Accueil Opinion Kat Dermalog entre dénigrement, règlements de compte et envie d’étincelles

Kat Dermalog entre dénigrement, règlements de compte et envie d’étincelles

Kat Dermalog entre dénigrement, règlements de compte et envie d’étincelles 1

Définitivement, la destruction et le dénigrement semblent nous définir plus que toute autre chose. Aujourd’hui, exit le Petrocaribe et ses corollaires, parce que tout simplement, une pièce d’identification des citoyens s’est invitée aux houleux débats politiques pour le meilleur et pour le pire. 

Comment comprendre l’appellation « kat Demalog » donnée de façon inconsidérée à la carte d’identification nationale (CIN)? Ne sommes-nous pas devenus niaiseux, laids et irresponsables?
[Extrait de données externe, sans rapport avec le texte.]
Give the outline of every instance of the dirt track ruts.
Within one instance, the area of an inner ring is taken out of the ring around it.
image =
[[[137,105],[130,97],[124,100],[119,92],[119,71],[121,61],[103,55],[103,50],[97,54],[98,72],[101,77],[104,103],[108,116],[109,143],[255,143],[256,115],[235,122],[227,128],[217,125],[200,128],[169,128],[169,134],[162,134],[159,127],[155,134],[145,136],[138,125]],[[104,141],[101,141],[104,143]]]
Des leaders de partis politiques, à l’affút de spectacle, y voient un moyen pour rester vivants et donc maîtres des échauffourées politiques. La carte d’identification nationale (CIN) leur est une arme dont ils se servent pour berner et enfariner le gentil peuple haïtien qui s’est fait prendre à chaque fois. Point n’est besoin d’aller chercher ailleurs, il suffit seulement de dénigrer et d’attribuer à la CIN des épithètes, les unes plus farfelues que les autres et boom le coup est joué.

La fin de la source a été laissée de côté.